Şarku’l Avsat'a konuşan siyasi bir kaynak, ‘Sadr Hareketi ile geri dönme olasılıkları konusunda şu ana kadar görüşmelerin durmadığını’ söyledi.

Sadr Hareketi lideri Mukteda es-Sadr (Sadr Hareketi medyası)Sadr Hareketi lideri Mukteda es-Sadr (Sadr Hareketi medyası)

Seçimlerin meşruiyeti

Son dönemde izlenen çeşitli göstergelere göre seçimlerin meşruiyetine ilişkin endişeler bulunuyor.

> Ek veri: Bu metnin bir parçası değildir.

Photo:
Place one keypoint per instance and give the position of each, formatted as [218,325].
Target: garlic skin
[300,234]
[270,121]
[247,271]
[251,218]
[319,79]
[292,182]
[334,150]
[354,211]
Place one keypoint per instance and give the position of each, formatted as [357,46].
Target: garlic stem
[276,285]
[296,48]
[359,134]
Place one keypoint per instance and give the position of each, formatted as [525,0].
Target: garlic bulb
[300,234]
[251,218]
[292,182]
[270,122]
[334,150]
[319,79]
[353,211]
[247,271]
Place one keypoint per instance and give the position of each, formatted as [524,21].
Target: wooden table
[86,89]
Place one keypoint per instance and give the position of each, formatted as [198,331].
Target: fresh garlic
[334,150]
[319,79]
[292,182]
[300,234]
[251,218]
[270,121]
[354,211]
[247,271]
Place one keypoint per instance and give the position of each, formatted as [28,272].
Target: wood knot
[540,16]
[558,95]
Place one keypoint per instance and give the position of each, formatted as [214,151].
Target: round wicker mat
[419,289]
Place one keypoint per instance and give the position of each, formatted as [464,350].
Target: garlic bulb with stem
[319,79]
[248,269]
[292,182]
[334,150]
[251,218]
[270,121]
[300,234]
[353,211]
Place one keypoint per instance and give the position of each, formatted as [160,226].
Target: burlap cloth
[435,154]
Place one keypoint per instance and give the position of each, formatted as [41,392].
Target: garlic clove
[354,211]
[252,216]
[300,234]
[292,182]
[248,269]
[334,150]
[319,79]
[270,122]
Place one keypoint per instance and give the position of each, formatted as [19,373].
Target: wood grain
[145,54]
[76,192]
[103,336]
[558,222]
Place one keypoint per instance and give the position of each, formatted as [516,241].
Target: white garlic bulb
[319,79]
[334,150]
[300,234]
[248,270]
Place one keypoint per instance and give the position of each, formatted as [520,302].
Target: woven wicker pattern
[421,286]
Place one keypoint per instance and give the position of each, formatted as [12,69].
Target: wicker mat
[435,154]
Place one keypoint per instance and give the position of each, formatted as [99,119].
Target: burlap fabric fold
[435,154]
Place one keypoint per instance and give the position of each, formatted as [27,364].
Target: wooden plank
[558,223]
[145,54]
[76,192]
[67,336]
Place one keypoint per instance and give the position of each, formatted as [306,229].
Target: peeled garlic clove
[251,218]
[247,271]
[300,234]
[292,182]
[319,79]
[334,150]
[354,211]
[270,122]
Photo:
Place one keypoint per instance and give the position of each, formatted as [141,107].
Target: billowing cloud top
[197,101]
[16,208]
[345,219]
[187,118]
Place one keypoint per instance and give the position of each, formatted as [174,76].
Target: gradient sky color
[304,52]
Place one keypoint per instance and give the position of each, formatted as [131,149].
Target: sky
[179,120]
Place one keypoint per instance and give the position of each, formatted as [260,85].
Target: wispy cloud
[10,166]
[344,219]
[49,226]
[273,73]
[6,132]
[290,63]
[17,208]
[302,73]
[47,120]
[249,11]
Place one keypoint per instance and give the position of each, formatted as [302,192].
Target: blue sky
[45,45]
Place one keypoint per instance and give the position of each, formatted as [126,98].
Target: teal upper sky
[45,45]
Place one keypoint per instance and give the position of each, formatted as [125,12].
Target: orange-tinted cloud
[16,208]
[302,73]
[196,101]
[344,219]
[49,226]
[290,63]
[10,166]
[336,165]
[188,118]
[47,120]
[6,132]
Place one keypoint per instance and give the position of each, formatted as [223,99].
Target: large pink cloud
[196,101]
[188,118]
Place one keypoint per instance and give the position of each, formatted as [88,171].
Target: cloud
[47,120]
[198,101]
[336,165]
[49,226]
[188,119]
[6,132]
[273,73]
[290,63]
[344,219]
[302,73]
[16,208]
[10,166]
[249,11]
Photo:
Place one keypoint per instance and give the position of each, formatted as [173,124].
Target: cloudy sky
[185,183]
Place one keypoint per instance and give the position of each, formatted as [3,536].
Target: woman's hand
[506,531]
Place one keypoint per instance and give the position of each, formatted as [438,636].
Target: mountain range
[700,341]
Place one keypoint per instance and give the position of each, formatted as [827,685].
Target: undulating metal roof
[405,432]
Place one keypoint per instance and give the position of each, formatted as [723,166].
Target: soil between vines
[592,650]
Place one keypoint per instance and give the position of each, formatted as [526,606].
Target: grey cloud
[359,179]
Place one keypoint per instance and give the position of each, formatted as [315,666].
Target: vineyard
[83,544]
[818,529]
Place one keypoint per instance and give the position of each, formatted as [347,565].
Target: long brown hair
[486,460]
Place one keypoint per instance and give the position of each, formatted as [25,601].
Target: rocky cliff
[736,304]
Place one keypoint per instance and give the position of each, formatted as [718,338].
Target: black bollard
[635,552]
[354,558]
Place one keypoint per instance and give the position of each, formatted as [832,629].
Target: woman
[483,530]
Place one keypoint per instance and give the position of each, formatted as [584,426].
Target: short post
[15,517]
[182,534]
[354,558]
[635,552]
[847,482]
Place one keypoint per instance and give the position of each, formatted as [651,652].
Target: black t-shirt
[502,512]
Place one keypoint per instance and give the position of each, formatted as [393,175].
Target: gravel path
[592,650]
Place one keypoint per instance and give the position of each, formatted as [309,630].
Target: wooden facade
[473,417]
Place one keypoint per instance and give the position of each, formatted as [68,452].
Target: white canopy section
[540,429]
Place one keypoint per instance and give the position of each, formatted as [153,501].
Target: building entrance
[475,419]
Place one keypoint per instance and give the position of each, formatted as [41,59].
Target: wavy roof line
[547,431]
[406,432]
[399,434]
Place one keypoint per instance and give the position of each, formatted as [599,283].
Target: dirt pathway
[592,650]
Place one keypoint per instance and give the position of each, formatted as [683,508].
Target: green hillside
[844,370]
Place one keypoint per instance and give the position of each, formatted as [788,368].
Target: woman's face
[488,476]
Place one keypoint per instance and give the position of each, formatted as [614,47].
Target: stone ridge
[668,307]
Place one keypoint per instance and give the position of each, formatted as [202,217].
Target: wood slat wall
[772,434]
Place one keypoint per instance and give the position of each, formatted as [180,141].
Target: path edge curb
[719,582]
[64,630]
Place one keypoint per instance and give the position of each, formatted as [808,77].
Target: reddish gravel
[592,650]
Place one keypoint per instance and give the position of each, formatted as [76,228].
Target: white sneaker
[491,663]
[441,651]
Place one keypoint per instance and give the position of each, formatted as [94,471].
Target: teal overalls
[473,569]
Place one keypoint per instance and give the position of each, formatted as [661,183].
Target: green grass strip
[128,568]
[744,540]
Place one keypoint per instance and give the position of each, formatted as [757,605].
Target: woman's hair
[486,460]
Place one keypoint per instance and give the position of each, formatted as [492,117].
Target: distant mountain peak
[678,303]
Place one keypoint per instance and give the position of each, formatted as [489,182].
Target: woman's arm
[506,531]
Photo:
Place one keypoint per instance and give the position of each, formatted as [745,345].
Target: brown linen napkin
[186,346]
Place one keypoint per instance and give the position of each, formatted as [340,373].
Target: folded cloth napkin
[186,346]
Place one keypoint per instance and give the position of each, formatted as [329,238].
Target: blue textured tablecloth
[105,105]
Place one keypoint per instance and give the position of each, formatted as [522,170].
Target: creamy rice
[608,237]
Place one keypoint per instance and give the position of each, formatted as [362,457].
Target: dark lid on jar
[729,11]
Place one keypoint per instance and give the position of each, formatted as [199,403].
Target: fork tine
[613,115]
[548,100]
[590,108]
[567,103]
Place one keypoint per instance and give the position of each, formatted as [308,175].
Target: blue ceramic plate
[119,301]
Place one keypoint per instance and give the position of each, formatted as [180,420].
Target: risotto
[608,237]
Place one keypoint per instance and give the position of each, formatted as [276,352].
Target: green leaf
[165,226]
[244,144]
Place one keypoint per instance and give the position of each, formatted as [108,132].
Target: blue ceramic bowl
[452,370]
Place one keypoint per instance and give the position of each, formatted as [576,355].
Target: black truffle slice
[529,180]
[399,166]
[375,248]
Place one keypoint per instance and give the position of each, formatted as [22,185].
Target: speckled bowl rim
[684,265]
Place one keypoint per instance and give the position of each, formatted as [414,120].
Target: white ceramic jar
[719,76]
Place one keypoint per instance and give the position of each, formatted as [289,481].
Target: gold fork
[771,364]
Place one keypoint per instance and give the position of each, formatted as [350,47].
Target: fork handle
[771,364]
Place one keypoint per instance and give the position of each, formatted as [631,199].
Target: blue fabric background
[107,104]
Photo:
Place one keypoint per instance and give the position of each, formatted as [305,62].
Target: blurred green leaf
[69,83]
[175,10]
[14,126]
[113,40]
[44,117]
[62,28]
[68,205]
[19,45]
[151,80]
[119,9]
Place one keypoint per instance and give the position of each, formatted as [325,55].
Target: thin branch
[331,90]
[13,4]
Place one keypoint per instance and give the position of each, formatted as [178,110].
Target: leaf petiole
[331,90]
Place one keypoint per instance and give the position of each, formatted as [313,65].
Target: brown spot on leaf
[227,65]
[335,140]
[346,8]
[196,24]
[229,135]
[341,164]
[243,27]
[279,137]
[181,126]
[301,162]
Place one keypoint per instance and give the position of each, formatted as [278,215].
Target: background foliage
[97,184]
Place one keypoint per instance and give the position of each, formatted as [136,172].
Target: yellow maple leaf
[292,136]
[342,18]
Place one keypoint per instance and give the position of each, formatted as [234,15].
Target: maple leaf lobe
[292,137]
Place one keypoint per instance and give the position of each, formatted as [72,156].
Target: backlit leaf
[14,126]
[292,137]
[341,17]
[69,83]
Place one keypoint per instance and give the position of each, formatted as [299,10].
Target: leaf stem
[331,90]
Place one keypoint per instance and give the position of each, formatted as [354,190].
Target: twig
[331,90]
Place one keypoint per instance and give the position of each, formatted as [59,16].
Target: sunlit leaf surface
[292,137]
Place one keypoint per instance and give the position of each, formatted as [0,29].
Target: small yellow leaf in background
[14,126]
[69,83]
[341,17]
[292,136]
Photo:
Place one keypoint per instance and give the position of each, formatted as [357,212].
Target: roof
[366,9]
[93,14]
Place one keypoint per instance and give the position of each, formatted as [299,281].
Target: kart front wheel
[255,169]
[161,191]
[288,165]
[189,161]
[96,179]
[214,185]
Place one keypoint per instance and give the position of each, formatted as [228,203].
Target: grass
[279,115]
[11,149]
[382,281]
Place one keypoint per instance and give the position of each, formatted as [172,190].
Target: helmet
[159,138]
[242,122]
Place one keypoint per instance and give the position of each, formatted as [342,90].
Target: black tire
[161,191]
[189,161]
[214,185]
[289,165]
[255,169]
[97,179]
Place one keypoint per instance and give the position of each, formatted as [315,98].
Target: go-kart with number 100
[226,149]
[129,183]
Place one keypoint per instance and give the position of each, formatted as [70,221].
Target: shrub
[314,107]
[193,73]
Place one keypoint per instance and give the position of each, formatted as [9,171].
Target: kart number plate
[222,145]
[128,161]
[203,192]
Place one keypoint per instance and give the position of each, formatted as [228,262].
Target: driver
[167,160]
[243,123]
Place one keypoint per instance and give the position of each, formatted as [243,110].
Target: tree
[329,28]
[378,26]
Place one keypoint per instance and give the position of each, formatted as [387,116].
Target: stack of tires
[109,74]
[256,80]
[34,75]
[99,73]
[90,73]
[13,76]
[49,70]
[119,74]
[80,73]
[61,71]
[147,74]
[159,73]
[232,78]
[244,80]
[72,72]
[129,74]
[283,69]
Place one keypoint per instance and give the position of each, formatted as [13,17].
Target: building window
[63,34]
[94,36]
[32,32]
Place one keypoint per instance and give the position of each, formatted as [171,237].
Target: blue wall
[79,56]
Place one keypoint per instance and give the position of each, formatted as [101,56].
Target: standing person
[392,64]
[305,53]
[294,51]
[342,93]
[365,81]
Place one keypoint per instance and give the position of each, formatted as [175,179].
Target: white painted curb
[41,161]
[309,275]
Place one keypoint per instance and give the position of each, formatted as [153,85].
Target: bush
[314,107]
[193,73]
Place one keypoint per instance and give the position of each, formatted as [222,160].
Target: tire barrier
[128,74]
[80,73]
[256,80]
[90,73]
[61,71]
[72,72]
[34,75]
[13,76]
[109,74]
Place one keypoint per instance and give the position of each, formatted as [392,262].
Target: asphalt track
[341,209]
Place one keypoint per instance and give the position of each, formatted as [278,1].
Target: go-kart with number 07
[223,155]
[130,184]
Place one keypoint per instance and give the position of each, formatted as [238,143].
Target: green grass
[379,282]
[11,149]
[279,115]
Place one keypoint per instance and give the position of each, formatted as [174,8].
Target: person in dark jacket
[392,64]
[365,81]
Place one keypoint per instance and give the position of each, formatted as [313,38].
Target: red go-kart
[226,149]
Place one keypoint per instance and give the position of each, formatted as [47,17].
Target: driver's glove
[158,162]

Boykotun kırılgan bir bölgesel ve uluslararası ortamda diğer kesimler tarafından da tekrarlanması, özellikle silah taşıyan ya da geçmişte silah taşımış olanlar başta olmak üzere pek çok Şii gücün, İran'ın hedef alınmasının ardından ABD ve İsrail tarafından hedef alınabilecekleri korkusunu taşımaya devam ettikleri bir dönemde, siyasi sistemin meşruiyetini etkileyebilir.

Aynı bağlamda araştırmacı Seyf es-Saadi Şarku’l Avsat'a verdiği demeçte şu ifadeleri kullandı: “Irak'taki siyasi sınıf, boykot eden çoğunluğun seçimlere katılma güvenini yeniden tesis edecek olgun bir seçim sistemi sunamadı. Bunun nedeni, seçim yasasının her seçim döneminde, oy veren halkın gerekçeleri dikkate alınmaksızın, büyük geleneksel partilerin ölçülerine uyacak şekilde değiştirilmesidir… Sadr Hareketi lideri Mukteda es-Sadr ve iki eski başbakan Haydar el-İbadi ve Mustafa el-Kazımi'nin boykotu, seçimlere giden sürecin ciddiyetinin bir göstergesidir.”

Ancak es-Saadi, ‘seçim bölgesi sistemi, Sainte Lague sistemi ve benimsenen yüzde ile her seçimde sorunlara neden olan sonuç hızlandırma cihazlarına ilişkin doğru istatistiklere dayanan olgun bir yasanın çıkarılması yoluyla Irak'taki seçim sisteminde reform yapılabileceğini’ düşünüyor.